The Brooklyn Circus seems like a fun client. What kind of reaction have you gotten from the work you’ve done for them?
Oh man, The Brooklyn Circus has been an amazing client. They’ve really helped me raise the bar in terms of my lettering style as a form of illustration. The head honcho over there is a guy by the name of Ouigi Theodore, and he really knows how to push the boundaries of my work until something great comes out. The guy’s got this extraordinary vision and once he locks in, he translates it perfectly to me. It’s really great because we’ve been working together for a couple years now and the creative process has really started to flow over the past year or so, especially since he’s seen how far a good lettering design can go.
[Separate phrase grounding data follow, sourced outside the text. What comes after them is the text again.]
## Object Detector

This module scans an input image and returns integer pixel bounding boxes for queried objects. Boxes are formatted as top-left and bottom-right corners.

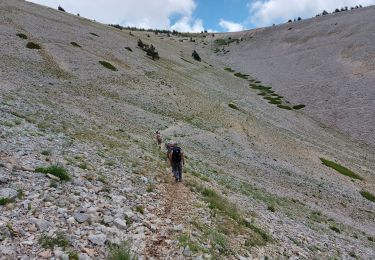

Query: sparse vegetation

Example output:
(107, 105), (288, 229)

(125, 47), (132, 52)
(90, 32), (99, 37)
(228, 102), (239, 110)
(224, 67), (235, 72)
(201, 188), (240, 221)
(39, 232), (69, 249)
(329, 225), (340, 233)
(360, 191), (375, 202)
(293, 104), (306, 110)
(26, 42), (41, 49)
(70, 42), (81, 47)
(0, 197), (12, 206)
(35, 164), (70, 181)
(99, 61), (117, 71)
(277, 104), (292, 110)
(16, 33), (28, 39)
(234, 72), (249, 79)
(135, 205), (144, 214)
(320, 158), (362, 180)
(41, 150), (51, 156)
(108, 241), (134, 260)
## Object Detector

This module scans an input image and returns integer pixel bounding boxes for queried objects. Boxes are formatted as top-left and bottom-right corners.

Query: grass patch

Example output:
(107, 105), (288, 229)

(228, 102), (239, 110)
(78, 162), (88, 170)
(277, 104), (292, 110)
(16, 33), (28, 39)
(234, 72), (249, 79)
(224, 67), (235, 72)
(35, 164), (70, 181)
(70, 42), (81, 47)
(108, 241), (133, 260)
(201, 188), (240, 221)
(90, 32), (99, 37)
(135, 205), (144, 214)
(360, 191), (375, 202)
(146, 185), (154, 193)
(320, 158), (362, 180)
(99, 61), (117, 71)
(41, 150), (51, 156)
(293, 104), (306, 110)
(329, 226), (340, 233)
(0, 197), (13, 206)
(26, 42), (41, 49)
(39, 232), (69, 250)
(267, 205), (276, 212)
(178, 234), (206, 253)
(268, 99), (282, 105)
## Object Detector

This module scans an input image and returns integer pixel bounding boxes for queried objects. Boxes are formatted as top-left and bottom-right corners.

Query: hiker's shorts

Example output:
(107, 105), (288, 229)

(172, 162), (182, 180)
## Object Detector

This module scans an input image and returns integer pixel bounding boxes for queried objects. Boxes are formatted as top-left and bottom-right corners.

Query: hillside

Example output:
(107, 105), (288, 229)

(0, 0), (374, 259)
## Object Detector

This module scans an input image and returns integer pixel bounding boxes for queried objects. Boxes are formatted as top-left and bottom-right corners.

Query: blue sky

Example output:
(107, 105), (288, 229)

(28, 0), (375, 32)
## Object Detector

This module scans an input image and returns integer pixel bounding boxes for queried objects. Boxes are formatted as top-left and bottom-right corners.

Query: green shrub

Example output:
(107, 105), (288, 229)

(108, 241), (133, 260)
(26, 42), (41, 49)
(70, 42), (81, 47)
(228, 102), (239, 110)
(268, 99), (282, 105)
(267, 205), (276, 212)
(90, 32), (99, 37)
(277, 105), (292, 110)
(329, 226), (340, 233)
(293, 104), (306, 110)
(35, 164), (70, 181)
(0, 197), (12, 206)
(234, 72), (248, 79)
(99, 61), (117, 71)
(224, 68), (235, 72)
(320, 158), (362, 180)
(360, 191), (375, 202)
(16, 33), (28, 39)
(39, 232), (69, 249)
(41, 150), (51, 156)
(192, 50), (201, 61)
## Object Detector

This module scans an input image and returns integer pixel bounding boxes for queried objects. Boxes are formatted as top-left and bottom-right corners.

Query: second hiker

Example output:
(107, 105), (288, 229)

(168, 142), (185, 182)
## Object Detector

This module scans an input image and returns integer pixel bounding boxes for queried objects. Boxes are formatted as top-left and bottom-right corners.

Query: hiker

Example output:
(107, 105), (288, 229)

(168, 143), (185, 182)
(155, 131), (162, 147)
(165, 140), (175, 166)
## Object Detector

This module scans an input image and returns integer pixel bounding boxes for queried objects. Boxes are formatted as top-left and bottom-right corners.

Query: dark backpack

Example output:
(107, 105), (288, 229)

(171, 147), (182, 163)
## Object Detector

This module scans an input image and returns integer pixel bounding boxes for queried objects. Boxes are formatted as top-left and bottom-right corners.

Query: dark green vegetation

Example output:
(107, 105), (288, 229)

(360, 191), (375, 202)
(90, 32), (99, 37)
(214, 37), (239, 46)
(26, 42), (41, 49)
(0, 197), (12, 206)
(202, 188), (240, 221)
(293, 104), (306, 110)
(125, 47), (132, 52)
(16, 33), (28, 39)
(329, 226), (341, 233)
(41, 150), (51, 156)
(277, 104), (292, 110)
(39, 232), (69, 249)
(228, 102), (239, 110)
(137, 39), (159, 60)
(108, 241), (133, 260)
(234, 72), (249, 79)
(35, 164), (70, 181)
(99, 61), (118, 71)
(224, 67), (235, 72)
(70, 42), (81, 47)
(320, 158), (363, 180)
(192, 50), (201, 61)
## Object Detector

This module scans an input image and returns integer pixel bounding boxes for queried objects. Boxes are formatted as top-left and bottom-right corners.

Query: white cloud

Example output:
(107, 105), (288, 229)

(219, 19), (245, 32)
(27, 0), (203, 31)
(171, 16), (204, 32)
(248, 0), (375, 27)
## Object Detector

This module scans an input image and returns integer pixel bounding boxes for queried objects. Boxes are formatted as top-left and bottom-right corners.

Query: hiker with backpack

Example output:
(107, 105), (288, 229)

(168, 142), (185, 182)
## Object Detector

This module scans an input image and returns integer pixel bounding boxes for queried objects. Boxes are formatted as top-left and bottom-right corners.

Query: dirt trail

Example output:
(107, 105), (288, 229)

(144, 168), (195, 259)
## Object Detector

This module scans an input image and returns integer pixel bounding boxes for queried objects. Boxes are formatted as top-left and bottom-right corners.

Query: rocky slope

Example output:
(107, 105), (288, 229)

(1, 0), (374, 259)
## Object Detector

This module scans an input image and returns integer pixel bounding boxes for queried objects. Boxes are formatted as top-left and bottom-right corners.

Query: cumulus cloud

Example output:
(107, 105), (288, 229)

(248, 0), (375, 27)
(219, 19), (245, 32)
(27, 0), (203, 31)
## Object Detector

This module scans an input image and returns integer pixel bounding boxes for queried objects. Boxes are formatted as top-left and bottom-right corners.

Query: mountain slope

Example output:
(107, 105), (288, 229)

(0, 0), (374, 259)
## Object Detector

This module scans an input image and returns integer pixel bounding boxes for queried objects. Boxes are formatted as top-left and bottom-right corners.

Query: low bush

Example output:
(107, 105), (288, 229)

(58, 6), (66, 12)
(16, 33), (28, 39)
(108, 241), (133, 260)
(26, 42), (41, 49)
(234, 72), (248, 79)
(320, 158), (362, 180)
(360, 191), (375, 202)
(224, 68), (235, 72)
(293, 104), (306, 110)
(35, 164), (70, 181)
(90, 32), (99, 37)
(277, 105), (292, 110)
(192, 50), (201, 61)
(329, 226), (340, 233)
(228, 102), (239, 110)
(99, 61), (117, 71)
(125, 47), (132, 52)
(70, 42), (81, 47)
(39, 232), (69, 249)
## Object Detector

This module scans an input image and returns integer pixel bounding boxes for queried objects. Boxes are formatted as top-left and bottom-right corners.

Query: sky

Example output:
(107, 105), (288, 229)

(27, 0), (375, 32)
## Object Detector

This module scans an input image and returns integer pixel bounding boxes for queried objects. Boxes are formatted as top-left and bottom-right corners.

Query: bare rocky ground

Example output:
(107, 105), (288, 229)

(0, 0), (375, 259)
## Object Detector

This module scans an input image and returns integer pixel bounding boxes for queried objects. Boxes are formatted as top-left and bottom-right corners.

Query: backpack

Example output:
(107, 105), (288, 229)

(171, 147), (182, 163)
Once I draw up a sketch, the two of us discuss what works and what doesn’t and then it’s either good to move to the next phase or dropped into the vault for another day…or the garbage. The reaction on both our ends has only been getting greater and greater as our relationship grows. It’s really an amazing process that I never really thought I’d get out of a client.
Lastly, what are five things that people don’t know about you?
Oh man, that’s a great question and very unexpected. I’m a pretty open guy so I feel like naming five things would be kind of tough, but I’d probably say my love of sports is the number one thing most people in the field don’t know about me. I’m a huge jock at heart and wish I could be playing shortstop for the Yankees instead of Jeter. I also have an insane amount of allergies and stomach problems that keep me from eating pretty much anything. My diet consists solely of water and turkey sandwiches. I grew up in the New York Hardcore scene playing drums in a lot of bands, I didn’t have a growth spurt until I was 17, and I kind of love the movie Miss Congeniality.